Desde la Cámara de Comercio de Armenia y del Quindío hemos venido consolidando una agenda estratégica de desarrollo económico y social para el departamento contenida en el documento Proponer Presidencia 2026–2030, para que obras y proyectos estratégicos de región, sean tenidos en cuenta como una necesidad de país, proyectos que sabemos no necesitan más diagnósticos sino, decisiones desde la gestión para que hagan parte de la agenda de inversión y Plan de Desarrollo del nuevo cuatrienio.
Sin embargo, somos conscientes de que, si bien PROPONER es un instrumento que contiene la hoja de ruta del departamento construida de manera colaborativa entre la Cámara de comercio de Armenia y del Quindío, empresarios, emprendedores, gobierno departamental y municipal, parlamentarios, academia, instituciones y gremios; somos varias las entidades que adelantamos la misma tarea. El Comité Intergremial, la academia, los congresistas y diferentes actores institucionales han venido construyendo, desde sus competencias, agendas que convergen en los mismos propósitos: mejorar la competitividad, fortalecer la infraestructura, generar empleo, atraer inversión, cerrar brechas, apostar por el desarrollo económico y social, así como elevar la calidad de vida de los quindianos, por mencionar algunos temas.

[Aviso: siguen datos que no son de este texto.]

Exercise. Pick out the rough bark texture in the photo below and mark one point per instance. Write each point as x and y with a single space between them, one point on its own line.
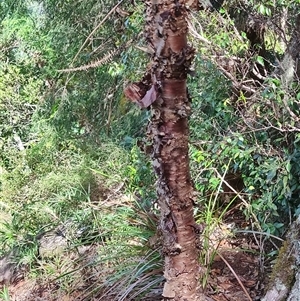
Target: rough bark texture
285 278
164 88
167 34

Y es aquí donde nace una necesidad de un profundo análisis en un momento coyuntural de transición, donde no podemos correr el riesgo de llegar con múltiples voces, agendas dispersas y prioridades fragmentadas.
Todos apostamos a iniciativas ampliamente conocidas por el departamento. Son proyectos que cuentan con años de análisis, estudios, consensos y justificaciones técnicas que hoy necesitan decisiones, voluntad institucional y una gestión articulada que permita convertirlos en realidad.

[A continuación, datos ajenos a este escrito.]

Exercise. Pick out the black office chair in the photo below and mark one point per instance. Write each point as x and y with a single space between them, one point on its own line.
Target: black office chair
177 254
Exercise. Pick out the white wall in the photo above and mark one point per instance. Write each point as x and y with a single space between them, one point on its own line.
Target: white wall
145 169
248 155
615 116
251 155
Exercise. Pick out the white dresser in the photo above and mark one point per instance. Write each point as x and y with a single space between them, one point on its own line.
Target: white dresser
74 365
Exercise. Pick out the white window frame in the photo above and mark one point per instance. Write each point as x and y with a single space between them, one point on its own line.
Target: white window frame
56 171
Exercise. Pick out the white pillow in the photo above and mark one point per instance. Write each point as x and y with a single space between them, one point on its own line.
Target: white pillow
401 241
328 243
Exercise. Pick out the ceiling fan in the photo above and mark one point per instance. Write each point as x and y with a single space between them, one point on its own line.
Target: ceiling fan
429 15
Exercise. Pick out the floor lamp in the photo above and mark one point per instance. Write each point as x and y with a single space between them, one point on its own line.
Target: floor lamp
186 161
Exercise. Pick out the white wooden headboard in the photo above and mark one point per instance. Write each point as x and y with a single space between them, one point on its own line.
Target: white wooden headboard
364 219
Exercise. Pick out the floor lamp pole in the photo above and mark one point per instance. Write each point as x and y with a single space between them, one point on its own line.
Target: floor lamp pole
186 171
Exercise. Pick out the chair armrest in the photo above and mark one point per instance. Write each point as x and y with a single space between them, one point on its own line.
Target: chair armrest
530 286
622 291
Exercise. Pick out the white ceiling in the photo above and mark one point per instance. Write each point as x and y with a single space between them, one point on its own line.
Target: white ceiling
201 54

Precisamente por esa coincidencia de propósitos, hoy hacemos un llamado respetuoso pero decidido: lleguemos unidos al primer encuentro con el Gobierno Nacional.

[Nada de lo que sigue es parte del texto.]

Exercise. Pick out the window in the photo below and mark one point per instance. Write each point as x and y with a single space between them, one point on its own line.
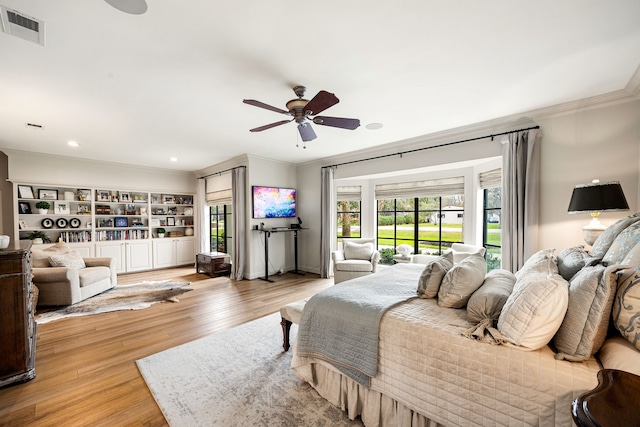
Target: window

Más que presentar varios documentos con títulos distintos, proponemos construir un solo documento regional que recoja las apuestas estratégicas del departamento y represente la voz de todos los sectores. Incluso desde la Cámara de Comercio, estamos dispuestos a que el documento Proponer 2026–2030 evolucione, cambie de nombre o se transforme en una agenda conjunta si ello fortalece el mensaje de unidad que queremos transmitir.
El Quindío ya ha demostrado que la unidad produce resultados. Nuestra estrategia Alianza por el Quindío es prueba de ello. Gracias al trabajo articulado entre empresarios, gremios, congresistas, gobiernos territoriales, academia y sociedad civil, la región ha logrado la ejecución de proyectos estratégicos, mantenerlos vigentes en la conversación nacional y consolidar una agenda común.
Y sí, la insistencia en los mismos proyectos ha sido determinante, pero el mayor valor ha sido la credibilidad que genera una región que habla con una sola voz para lograr mejores resultados y gestión efectiva.
Hoy, cuando además avanzamos en ejercicios de visión de largo plazo como la construcción de la prospectiva regional hacia Horizonte Quindío 2050, la articulación cobra aún más sentido. La planeación estratégica exige coordinación, continuidad y una visión compartida incluso que trascienda los periodos de gobierno.
Es claro que será responsabilidad de cada entidad avanzar en la estructuración técnica de proyectos que respondan a su vocación, fortalecer sus estudios, llevarlos a fases de madurez que permitan su financiación y ejercer una gestión permanente ante el Gobierno Nacional para garantizar su ejecución; en nuestro caso apostaremos por la formulación de proyectos puntuales de apuestas por el desarrollo económico y empresarial con el Centro de Inteligencia Artificial empresarial, turismo y agricultura regenerativa, café, economía popular, entre otros, mientras los demás entes institucionales harán lo propio.
Sin embargo, el próximo Gobierno Nacional encontrará múltiples solicitudes provenientes de todos los rincones del país. Nuestra responsabilidad es lograr que el Quindío no llegue como un conjunto de voces aisladas, sino como una región unida en una visión compartida y UNIFICADA.